Perhaps in need of some light relief and rejuvenation, the centrist review L’Express carries a picture of the writer and general wise man, Jean d’Ormesson on a Warhol-like background of pop art colours and the title “He gives us lessons of youth”.

Ironic perhaps given d’Ormesson is 91 – or as the magazine puts “he’s no spring chicken” – but not so, given he exudes such a quality of eternal youth and exuberance, and is clearly seen as a sage on many subjects as a distinguished academician.

“Gaiety and hope never failed him”, continues L’Express referring to him as the “favourite nonagenarian of the French”.

In the interview d’Ormesson nonetheless “merrily refutes” the adjective of optimist, insisting he’s “not at all optimistic” but rather a jolly chap.

The master thinker in fact says little about the election and its line-up of candidates other than ruling “One cannot compare epochs”.

And of course he remains jovial about the future, whatever the outcome on April 23rd, and thereafter.
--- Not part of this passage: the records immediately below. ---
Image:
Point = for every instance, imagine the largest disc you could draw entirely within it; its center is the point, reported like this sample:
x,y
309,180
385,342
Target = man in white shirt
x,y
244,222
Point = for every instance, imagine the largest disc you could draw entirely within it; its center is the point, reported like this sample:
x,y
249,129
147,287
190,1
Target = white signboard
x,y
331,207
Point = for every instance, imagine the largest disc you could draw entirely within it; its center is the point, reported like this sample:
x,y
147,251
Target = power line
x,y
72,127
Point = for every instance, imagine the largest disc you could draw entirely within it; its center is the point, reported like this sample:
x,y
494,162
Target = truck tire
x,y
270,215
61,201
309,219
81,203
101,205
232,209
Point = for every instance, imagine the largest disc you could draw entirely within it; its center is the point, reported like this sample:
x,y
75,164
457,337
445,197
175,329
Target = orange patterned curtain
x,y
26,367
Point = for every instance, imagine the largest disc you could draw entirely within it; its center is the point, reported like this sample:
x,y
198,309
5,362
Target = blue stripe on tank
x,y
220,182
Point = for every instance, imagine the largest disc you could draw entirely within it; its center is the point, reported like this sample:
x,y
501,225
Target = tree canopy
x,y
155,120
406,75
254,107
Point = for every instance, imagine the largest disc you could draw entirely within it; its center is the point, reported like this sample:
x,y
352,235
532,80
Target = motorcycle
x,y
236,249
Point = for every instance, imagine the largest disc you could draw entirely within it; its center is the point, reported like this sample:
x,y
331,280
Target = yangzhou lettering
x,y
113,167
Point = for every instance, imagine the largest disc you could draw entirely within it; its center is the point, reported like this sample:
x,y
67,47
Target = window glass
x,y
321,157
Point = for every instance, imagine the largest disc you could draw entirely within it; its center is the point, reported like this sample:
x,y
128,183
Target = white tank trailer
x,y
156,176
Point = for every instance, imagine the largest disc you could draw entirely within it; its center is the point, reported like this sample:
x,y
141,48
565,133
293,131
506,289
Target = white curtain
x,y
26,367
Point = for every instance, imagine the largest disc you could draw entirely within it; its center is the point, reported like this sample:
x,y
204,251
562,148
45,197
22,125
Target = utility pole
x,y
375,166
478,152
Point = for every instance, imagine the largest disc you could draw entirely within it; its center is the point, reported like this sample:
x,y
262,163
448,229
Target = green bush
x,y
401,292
From Kim Jong-nam to edgy Swiss

Other than what it refers to as “the presidency of all betrayals”, L’Express turns its attentions to a mixed bag of concerns and novelties, from investigations into “a new delinquency” and “the new art of conversation”, to a story tracing the footsteps of Kim Jong-nam, the murdered half-brother of the North Korean leader, a report on “the Swiss malaise” with its efforts at direct democracy, and a probe into what killed the Neanderthal.

Other magazines do turn their attentions seriously to the hotter than hot presidential race, and its main contenders.

Left wing L’Obs jumps a fair bit ahead of the eight ball with a pensive cover photo of the young technocrat centrist, Emmanuel Macron, who’s currently leading the polls pretty much neck and neck with far right leader Marine Le Pen, and the title, “With whom could be govern?”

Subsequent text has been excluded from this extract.